Debía tener alrededor de 16 años la primera vez que leí La metamorfosis de Franz Kafka. Recuerdo que era una edición que contenía, también, los cuentos de su libro Un médico rural. He intentado en demasiadas ocasiones explicarme qué fue lo que esa lectura produjo en mí y debo regresar a ver mi propia vida para encontrar la respuesta: al cumplir los 18 años supe, sin la menor duda, que lo quería estudiar en la universidad era Derecho y que lo que quería hacer en mi vida era escribir.

Al salir del aeropuerto y encontrarme con los paisajes de Praga, por primera vez, tuve la sensación de que era un reencuentro. Algo de la mirada que Kafka tenía sobre esta ciudad pervive en sus calles, en sus plazas, en los castillos y en los encantadores paisajes a orillas del río Moldava. Me instalé en la Habitación de los Anos, que es el cuarto que por un mes le alquilé a la artista Lea Kukovičič y en cuya pared expone tres impresionantes fotografías de anos, además de una réplica de El nacimiento de Venus, el cuadro maravilloso de Botticelli.

He llegado a esta ciudad gracias a un programa de la Universidad de Nueva York (NYU) que consiste en darnos, a los becarios, un espacio y otras facilidades para escribir en una de las ciudades donde la universidad tiene campus, siempre y cuando haya una relación entre la escritura y la ciudad elegida. Mi relación con Praga, indudablemente, es Kafka. La Literatura y el Derecho han sido los temas que, de algún modo, subyacen en todo mi quehacer de escritor. Inmerso en esta experiencia, hace pocos días volví a leer La metamorfosis y por primera vez su doloroso libro Carta al padre, convencido de que mi periplo en la capital de la República Checa no sería lo mismo sin la prosa de este escritor esencial.

A mis 16 años, creí que me enfrentaba a un narrador que conoció el horror y que yo mismo, al leerlo, podía ser más culto, intelectual y adulto. Hoy descubro que esa primera aproximación fue superficial, con los años uno como lector crece y entiende que no lee para saber más. Gregor Samsa es un rebelde y se convierte en insecto porque no soporta más la falsedad en la que han caído sus relaciones humanas. Es un acto de protesta y de plegaria. Las preocupaciones en Kafka tenían más que ver con el espíritu, que con la creación de mundos escabrosos. Su escritura es alquímica: convirtió su lejana y dolorosa relación con su padre en motor de una obra literaria que clamaba por el regreso del ser humano a su capacidad de sentir al otro, de asombrarse, de sobrecogerse. Kafka creía que los sucesos brutales, como los bellos, nos transforman.

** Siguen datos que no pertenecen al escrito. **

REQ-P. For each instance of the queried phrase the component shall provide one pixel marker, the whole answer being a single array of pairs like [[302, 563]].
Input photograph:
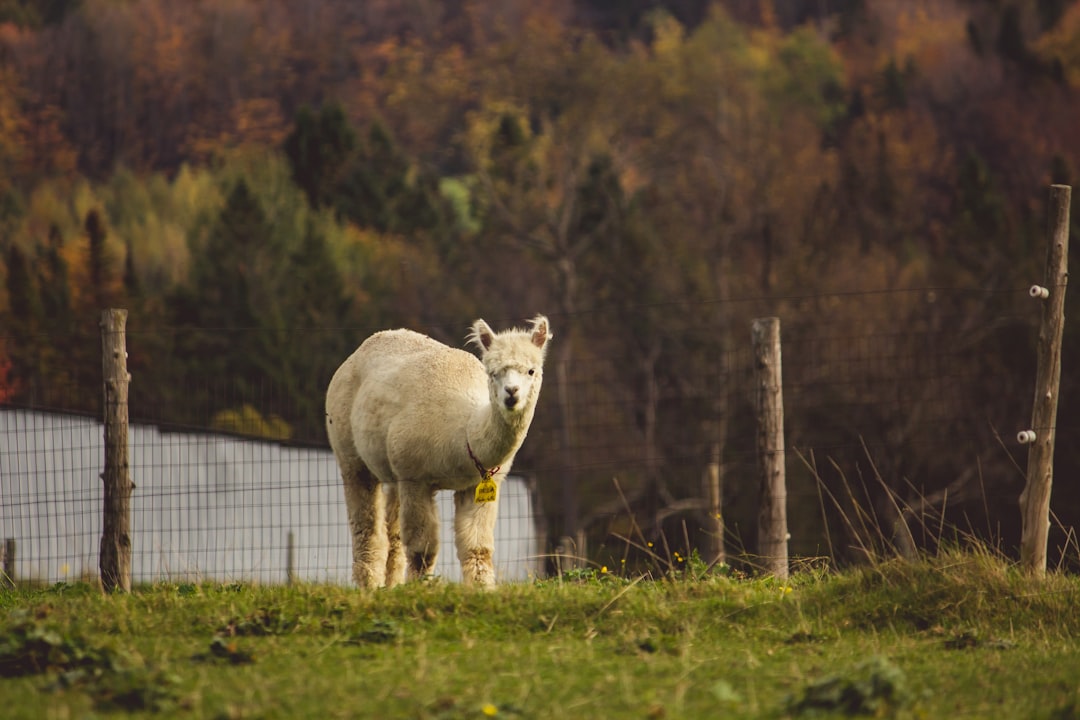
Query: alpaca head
[[514, 364]]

La fe y la brutal descarga de honestidad que puso en su carta al padre es prueba de su visión del mundo: eran las palabras los hilos que conectaban metafísicamente a los seres humanos. Pensaba que gracias a su carta, una reconciliación definitiva operaría entre los dos. Nunca pudo entregarla. Yo pienso que sus historias, al menos la gran mayoría, son espacios oscuros y claustrofóbicos en los que nos encontramos en absoluta soledad y podemos entender que todo el horror, en realidad, está adentro de nosotros y que nuestra liberación sólo es posible si caminamos hacia el mundo. Leí a Kafka a los 16 años porque desde niño vi a mi padre con libros bajo el brazo y a él le agradezco el amor al arte, también su entusiasmo por mi vocación de escritor, incluso cuando soy disoluto e irracional.

Además de releer a Kafka, visité su museo y fue una experiencia drásticamente espiritual. La sensación de recorrer un inmenso artefacto dentro del cual está mi cuerpo y mi futuro me acompañó desde el principio. Sin embargo, desde hace mucho y gracias a la lectura de muchos de sus cuentos, yo no tengo miedo a la oscuridad. De hecho, pienso que su literatura era una marcha hacia la luz. “No es necesario volar hasta el centro del sol”, le escribe Kafka a su padre, “pero sí arrastrarse hasta algún lugar de la tierra, pequeño y limpio, donde a veces brille el sol y uno pueda calentarse un poco”.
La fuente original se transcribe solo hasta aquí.